You can dream up the most beautiful decorated cookies in the world, but you can’t pipe them to perfection unless you’re working with a perfect sugar cookie recipe.
Not all sugar cookie recipes are made the same. Cookie dough for cut-out cookies has to be not only delicious, but it has to cut well, keep its shape and not puff up too much.
For cut-out sugar cookies, this recipe is sugar cookie perfection. I can tell because I used it for one of the most sensitive cookies shapes there is — unicorns. With this recipe, my unicorn cookies had pointy horns, perfectly formed hooves and a sugary mane that would make any little girl giggle in delight.
Some notes on the recipe:
- In the past, I thought shortening was necessary for the cookie to keep its shape, but this recipe is all butter, make it incredibly easy to roll out and re-rolled numerous times without hurting the cookie. You can bake it when the dough is cold or warm with the same result. So basically, it’s the perfect sugar cookie.
- The recipe below makes about 4-5 dozen cookies, depending on your cutters. You can easily half it if you want a smaller batch.
- The instructions are written using the old-fashioned bowl-and-wooden-spoon method, but a stand mixer works just as well.
Classic cut-out sugar cookies recipe
Yield: 4-5 dozen, depending on shape of cookie
- 1½ cups butter, softened
- 2 cups white sugar
- 4 eggs
- 1 teaspoon vanilla extract
- 5 cups all-purpose flour
- 2 teaspoons non-aluminum baking powder
- 1¼ teaspoons kosher salt
In a large bowl, cream together butter and sugar until smooth. Beat in eggs and vanilla. Stir in the flour, baking powder and salt. Wrap and chill dough for at least one hour (or overnight).
Preheat oven to 400 F (200 C). Roll out dough on floured surface ¼” to ½” thick. Cut into shapes with any cookie cutter. Place cookies 1″ apart on ungreased cookie sheets.
Bake 6 to 8 minutes in preheated oven. Cool completely.
You can easily leave these cookies plain and still have a delicious result. Or, top with your favorite icing. I topped mine with royal icing (recipe below).
Royal icing recipe
Yield: 4 cups
- 2 large egg whites
- 1 pound powdered sugar
- ½ teaspoon kosher salt
- 1 teaspoon vanilla extract
- Scant ½ cup water
In the bowl of an electric mixer fitted with the paddle attachment, combine sugar and egg whites. Mixing on low speed, add a scant ½ cup water. Continue to mix on medium low for 5 minutes.

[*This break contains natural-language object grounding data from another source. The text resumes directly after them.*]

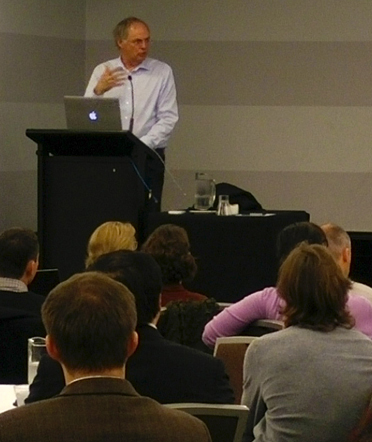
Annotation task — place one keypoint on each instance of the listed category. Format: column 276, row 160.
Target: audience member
column 108, row 237
column 163, row 370
column 20, row 309
column 169, row 245
column 266, row 304
column 339, row 244
column 312, row 380
column 362, row 432
column 90, row 320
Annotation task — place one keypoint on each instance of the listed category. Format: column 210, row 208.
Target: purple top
column 267, row 304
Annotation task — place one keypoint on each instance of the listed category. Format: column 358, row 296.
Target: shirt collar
column 144, row 65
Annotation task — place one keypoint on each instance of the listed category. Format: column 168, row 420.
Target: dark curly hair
column 314, row 289
column 169, row 245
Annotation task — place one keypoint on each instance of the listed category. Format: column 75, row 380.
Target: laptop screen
column 92, row 113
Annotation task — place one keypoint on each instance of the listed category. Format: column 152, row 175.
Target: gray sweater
column 306, row 386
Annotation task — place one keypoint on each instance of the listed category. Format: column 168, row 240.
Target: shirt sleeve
column 96, row 75
column 232, row 320
column 166, row 114
column 361, row 309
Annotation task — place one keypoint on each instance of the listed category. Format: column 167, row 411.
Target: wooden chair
column 226, row 423
column 231, row 350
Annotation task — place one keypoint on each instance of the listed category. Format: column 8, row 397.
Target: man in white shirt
column 146, row 91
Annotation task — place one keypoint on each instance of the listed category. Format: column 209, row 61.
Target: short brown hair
column 18, row 246
column 120, row 31
column 314, row 289
column 91, row 318
column 109, row 237
column 169, row 245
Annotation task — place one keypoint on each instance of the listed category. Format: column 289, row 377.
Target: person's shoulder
column 362, row 289
column 185, row 424
column 155, row 64
column 179, row 353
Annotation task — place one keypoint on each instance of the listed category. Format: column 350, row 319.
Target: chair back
column 226, row 423
column 231, row 350
column 262, row 327
column 184, row 321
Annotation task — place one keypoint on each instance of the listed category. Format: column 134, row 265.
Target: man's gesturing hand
column 109, row 79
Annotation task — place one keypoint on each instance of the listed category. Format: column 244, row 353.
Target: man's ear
column 51, row 348
column 132, row 344
column 30, row 271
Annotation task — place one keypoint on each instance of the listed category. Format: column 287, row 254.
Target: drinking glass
column 224, row 208
column 205, row 191
column 36, row 349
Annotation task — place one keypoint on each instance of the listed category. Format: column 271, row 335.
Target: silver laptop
column 92, row 113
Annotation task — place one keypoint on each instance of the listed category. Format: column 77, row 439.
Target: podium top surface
column 64, row 142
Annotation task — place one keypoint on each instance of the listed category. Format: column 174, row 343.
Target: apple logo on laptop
column 93, row 116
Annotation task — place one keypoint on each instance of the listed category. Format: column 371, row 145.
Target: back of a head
column 170, row 246
column 338, row 239
column 294, row 234
column 18, row 246
column 314, row 289
column 140, row 273
column 108, row 237
column 90, row 318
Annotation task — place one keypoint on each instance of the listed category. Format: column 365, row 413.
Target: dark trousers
column 155, row 180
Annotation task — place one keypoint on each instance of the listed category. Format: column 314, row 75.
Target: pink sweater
column 266, row 304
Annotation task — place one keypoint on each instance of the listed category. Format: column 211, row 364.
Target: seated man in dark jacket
column 20, row 309
column 163, row 370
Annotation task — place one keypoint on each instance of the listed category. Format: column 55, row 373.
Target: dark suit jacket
column 16, row 327
column 161, row 369
column 96, row 410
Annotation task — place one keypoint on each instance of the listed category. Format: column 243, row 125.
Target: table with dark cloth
column 236, row 255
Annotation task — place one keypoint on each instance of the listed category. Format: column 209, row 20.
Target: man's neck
column 71, row 376
column 130, row 66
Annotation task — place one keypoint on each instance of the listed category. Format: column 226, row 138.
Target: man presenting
column 145, row 88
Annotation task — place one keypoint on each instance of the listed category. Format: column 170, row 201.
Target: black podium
column 85, row 179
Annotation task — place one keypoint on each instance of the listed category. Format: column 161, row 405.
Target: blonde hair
column 109, row 237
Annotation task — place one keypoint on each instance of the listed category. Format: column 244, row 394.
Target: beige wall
column 275, row 96
column 42, row 58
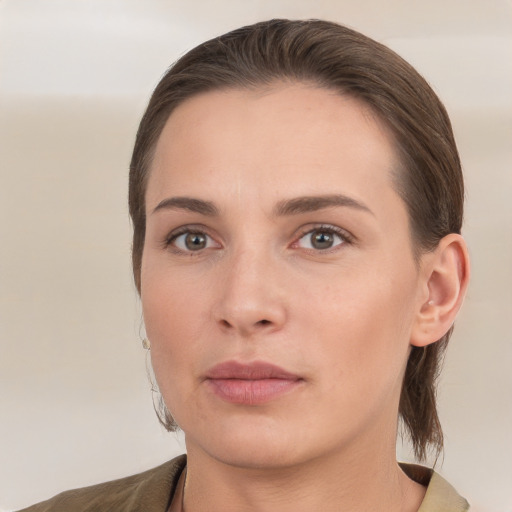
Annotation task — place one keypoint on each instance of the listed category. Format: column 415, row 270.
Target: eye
column 191, row 241
column 321, row 239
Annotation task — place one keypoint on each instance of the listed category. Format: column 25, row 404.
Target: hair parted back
column 340, row 59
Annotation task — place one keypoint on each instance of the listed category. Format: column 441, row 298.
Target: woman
column 296, row 197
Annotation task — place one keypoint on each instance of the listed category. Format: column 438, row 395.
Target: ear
column 444, row 280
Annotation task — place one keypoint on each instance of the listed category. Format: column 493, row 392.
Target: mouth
column 250, row 384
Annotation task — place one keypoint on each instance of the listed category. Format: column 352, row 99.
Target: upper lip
column 256, row 370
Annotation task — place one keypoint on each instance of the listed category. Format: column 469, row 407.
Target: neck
column 361, row 480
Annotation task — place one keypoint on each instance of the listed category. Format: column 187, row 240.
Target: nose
column 251, row 299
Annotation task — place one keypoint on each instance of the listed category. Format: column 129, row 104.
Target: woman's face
column 279, row 287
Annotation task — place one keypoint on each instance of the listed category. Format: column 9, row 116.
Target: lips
column 250, row 384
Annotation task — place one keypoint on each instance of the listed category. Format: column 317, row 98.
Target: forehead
column 285, row 139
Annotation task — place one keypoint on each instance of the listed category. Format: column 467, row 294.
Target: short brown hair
column 337, row 58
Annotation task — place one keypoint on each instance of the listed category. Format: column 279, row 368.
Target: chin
column 256, row 443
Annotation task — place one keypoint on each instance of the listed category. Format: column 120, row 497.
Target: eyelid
column 346, row 236
column 167, row 243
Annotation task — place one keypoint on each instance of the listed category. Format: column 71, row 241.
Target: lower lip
column 251, row 392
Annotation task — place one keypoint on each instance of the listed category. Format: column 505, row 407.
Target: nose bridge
column 251, row 298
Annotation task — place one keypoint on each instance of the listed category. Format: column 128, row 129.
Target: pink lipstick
column 250, row 384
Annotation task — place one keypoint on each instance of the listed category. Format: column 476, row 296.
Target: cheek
column 366, row 321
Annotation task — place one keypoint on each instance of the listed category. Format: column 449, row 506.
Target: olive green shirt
column 152, row 491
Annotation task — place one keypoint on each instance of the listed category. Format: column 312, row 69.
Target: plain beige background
column 75, row 75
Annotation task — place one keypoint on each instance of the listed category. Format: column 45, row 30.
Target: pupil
column 195, row 241
column 322, row 240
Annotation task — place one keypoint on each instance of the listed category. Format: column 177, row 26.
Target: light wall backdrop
column 75, row 75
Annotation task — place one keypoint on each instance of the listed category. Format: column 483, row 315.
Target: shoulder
column 149, row 491
column 440, row 495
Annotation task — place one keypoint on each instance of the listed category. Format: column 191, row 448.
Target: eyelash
column 345, row 236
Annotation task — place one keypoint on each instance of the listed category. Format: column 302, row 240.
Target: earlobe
column 446, row 276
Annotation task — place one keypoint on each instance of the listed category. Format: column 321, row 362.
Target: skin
column 341, row 318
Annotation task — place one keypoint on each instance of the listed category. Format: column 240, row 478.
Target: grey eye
column 191, row 241
column 195, row 241
column 320, row 239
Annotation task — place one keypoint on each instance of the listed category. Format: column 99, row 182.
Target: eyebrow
column 295, row 206
column 307, row 204
column 188, row 203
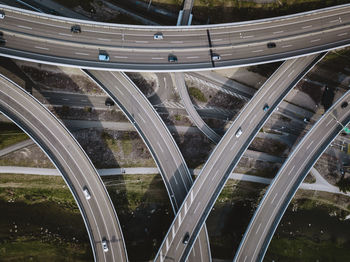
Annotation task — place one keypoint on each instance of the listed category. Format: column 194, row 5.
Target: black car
column 186, row 238
column 172, row 58
column 109, row 102
column 75, row 29
column 271, row 45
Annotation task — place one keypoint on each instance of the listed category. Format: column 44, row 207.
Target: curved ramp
column 74, row 165
column 284, row 186
column 226, row 155
column 196, row 118
column 156, row 136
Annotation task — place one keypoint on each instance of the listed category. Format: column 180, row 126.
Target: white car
column 158, row 36
column 86, row 193
column 104, row 245
column 239, row 132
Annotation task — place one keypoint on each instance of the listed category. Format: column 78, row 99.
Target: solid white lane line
column 196, row 207
column 291, row 170
column 309, row 145
column 233, row 146
column 315, row 40
column 25, row 27
column 161, row 149
column 291, row 73
column 212, row 179
column 143, row 120
column 251, row 120
column 78, row 53
column 64, row 34
column 256, row 232
column 342, row 34
column 40, row 47
column 273, row 199
column 308, row 26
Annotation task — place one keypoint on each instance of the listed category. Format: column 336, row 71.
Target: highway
column 226, row 155
column 156, row 136
column 287, row 181
column 48, row 39
column 186, row 12
column 192, row 112
column 76, row 168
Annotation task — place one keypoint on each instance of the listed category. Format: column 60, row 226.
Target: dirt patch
column 111, row 149
column 145, row 82
column 31, row 156
column 269, row 146
column 88, row 113
column 215, row 98
column 60, row 81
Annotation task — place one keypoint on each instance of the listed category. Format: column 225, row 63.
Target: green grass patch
column 197, row 94
column 10, row 134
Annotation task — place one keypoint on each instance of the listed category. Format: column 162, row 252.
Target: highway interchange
column 132, row 48
column 48, row 39
column 76, row 168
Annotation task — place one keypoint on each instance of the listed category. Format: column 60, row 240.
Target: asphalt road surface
column 277, row 198
column 77, row 170
column 192, row 112
column 172, row 166
column 225, row 157
column 46, row 38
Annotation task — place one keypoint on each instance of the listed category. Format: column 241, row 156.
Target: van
column 103, row 56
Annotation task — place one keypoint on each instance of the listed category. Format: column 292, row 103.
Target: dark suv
column 109, row 102
column 172, row 58
column 271, row 45
column 75, row 29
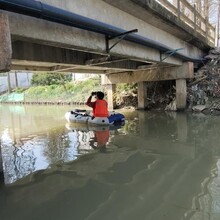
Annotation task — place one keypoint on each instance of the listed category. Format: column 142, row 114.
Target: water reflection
column 158, row 166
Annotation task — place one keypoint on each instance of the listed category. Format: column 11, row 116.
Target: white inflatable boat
column 84, row 116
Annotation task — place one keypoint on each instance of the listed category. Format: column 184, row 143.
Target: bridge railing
column 187, row 13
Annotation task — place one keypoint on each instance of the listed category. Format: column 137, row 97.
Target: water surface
column 159, row 166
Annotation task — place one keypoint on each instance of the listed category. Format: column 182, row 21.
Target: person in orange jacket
column 100, row 106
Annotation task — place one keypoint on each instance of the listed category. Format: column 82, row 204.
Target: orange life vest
column 101, row 108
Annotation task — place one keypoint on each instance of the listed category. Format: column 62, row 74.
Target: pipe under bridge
column 126, row 41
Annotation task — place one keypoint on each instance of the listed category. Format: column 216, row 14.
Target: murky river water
column 159, row 166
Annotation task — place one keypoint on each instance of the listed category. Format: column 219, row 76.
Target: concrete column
column 181, row 122
column 5, row 44
column 181, row 94
column 142, row 95
column 1, row 166
column 111, row 89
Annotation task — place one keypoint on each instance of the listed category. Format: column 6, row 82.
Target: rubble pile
column 203, row 92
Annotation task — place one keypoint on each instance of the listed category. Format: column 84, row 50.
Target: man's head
column 100, row 95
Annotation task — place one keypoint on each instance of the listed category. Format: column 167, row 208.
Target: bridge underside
column 33, row 44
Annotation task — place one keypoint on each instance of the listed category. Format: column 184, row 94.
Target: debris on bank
column 203, row 92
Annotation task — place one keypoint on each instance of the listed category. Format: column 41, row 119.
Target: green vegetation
column 47, row 79
column 59, row 87
column 68, row 91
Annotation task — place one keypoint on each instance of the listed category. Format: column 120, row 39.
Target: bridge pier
column 181, row 94
column 5, row 44
column 142, row 95
column 111, row 89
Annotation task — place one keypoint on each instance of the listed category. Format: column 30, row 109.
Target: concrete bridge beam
column 1, row 166
column 157, row 73
column 5, row 44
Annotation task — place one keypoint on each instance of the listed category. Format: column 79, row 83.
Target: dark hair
column 100, row 95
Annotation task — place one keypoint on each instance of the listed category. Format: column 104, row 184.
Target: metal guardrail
column 187, row 13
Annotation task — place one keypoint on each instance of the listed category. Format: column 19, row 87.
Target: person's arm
column 90, row 103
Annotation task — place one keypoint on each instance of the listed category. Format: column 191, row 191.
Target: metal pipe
column 50, row 13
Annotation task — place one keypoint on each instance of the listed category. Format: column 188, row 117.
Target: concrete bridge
column 126, row 41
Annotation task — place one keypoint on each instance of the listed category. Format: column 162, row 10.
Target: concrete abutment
column 5, row 44
column 177, row 73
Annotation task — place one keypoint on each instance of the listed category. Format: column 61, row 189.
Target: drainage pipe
column 50, row 13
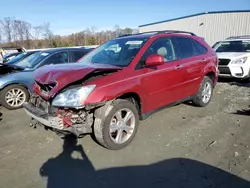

For a thinner consistency, usually used for flooding, add more water. A thicker consistency is generally used for outlining and adding details. You can read more about the different royal icing consistencies here.
Mix until icing holds a ribbon-like trail on the surface of the mixture for 5 seconds when you raise the paddle.
With a piping bag and a small round tip, fill a pastry bag halfway full with royal icing. The consistency should be smooth with just a tiny bit of flow. You can check the consistency of your royal icing by taking a spoonful, then putting it back into the bowl and watch how quickly it spreads. You want to line the cookies with icing that doesn’t spread too quickly.
Once the outline has dried, add a bit of water, one tablespoon at a time, to the royal icing until the consistency is much more liquid. Put a larger tip on your piping bag, then fill in the rest of the cookie. This is called flooding and is the technique used by cookie decorators everywhere.